Claire (Emma Roberts) and Hailey (Joanna ‘JoJo’ Levesque) are 13-year-olds who live on the Florida coast. They are best friends with a terrible crush on Raymond the hunky lifeguard and, having studied him from a distance, know all his moves, likes and dislikes. But Hailey is about to relocate to Australia and this summer holiday will be their last together, unless a miracle happens. Enter Aquamarine (Sara Paxton), a Barbie-like mermaid washed into Claire’s swimming pool one stormy night. As with Ron Howard’s 1984 movie Splash, this mermaid is able to transform her scaly below-the-waist zone into legs by day, providing her the opportunity to join Claire and Hailey in their girly pastimes – boning up on the latest boy-bagging techniques from teen magazines, and shopping. But Aquamarine has a deadline – she must find love in three days or be forced to marry according to the wishes of her powerful (but unexplained) sea father. So Claire and Hailey become her guides in this new world of dating, helping her to fend off the opposition which comes in the form of the bitchy Cecilia (Arielle Kebbel) and her catty sidekicks. In the darker background, creepy resort janitor Leonard (Bruce Spence) is picking up clues as to the real identity of Aquamarine.

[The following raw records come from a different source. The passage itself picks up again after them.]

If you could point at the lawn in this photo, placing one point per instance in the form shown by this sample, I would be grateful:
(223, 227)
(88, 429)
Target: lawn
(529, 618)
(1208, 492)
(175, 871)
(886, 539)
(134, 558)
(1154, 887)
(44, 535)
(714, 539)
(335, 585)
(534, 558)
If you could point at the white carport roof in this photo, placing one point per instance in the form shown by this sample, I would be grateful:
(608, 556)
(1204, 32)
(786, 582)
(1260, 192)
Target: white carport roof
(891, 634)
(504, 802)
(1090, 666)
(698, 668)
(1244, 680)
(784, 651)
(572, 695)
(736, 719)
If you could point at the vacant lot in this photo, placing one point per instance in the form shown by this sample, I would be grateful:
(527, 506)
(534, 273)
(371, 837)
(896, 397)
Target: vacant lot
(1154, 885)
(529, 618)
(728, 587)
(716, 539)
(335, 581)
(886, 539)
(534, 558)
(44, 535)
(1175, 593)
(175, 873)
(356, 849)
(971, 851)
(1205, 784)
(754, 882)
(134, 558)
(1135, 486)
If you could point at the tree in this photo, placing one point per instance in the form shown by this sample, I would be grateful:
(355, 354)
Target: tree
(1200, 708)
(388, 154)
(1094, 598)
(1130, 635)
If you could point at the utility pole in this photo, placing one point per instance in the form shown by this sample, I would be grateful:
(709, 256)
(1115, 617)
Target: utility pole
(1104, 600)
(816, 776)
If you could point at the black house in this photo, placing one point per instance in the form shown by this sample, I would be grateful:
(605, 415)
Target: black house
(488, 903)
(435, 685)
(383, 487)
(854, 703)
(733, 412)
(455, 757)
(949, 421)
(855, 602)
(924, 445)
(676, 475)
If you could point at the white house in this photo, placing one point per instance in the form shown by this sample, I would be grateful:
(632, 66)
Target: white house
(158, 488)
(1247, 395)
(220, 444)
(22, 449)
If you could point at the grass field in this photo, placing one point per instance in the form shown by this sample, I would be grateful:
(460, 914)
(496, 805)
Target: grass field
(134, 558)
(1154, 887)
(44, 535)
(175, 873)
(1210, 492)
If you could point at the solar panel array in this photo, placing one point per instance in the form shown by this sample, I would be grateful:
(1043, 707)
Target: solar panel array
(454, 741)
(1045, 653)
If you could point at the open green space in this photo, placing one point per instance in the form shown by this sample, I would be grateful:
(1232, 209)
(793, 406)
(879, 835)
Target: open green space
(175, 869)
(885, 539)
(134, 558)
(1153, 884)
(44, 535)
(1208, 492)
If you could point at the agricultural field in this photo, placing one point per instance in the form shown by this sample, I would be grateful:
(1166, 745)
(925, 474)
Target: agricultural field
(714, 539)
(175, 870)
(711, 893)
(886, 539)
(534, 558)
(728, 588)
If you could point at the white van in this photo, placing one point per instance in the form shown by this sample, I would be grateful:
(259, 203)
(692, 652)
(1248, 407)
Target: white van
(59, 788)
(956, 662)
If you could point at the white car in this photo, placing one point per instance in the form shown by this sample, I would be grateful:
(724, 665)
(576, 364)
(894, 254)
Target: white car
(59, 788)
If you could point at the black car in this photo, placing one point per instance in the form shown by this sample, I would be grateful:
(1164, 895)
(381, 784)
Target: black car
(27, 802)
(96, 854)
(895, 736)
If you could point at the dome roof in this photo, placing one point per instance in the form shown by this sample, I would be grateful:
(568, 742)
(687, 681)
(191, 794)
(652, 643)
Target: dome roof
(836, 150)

After a promising set up, the film steadily sinks into silliness and slushiness, and ultimately rams home its rather trite message about true love with all the subtlety of a torpedo. Bruce Spence gives the rest of the rather light and frothy cast a lesson in acting and, apart from the cleverly blue production design, there’s nothing particularly spectacular in the cinematography or direction. No doubt this film was made for the DVD shelves. The script is based on a book of the same name by Alice Hoffman – the story of a teen friendship the author had when she was a girl of the same age as the two leads. Hoffman writes about the special intensity that is experienced at this crucial age – when life, love and loss take on heightened meanings. The film opts for an easier, breezier take on the theme and misses the opportunity to say anything beyond the obvious.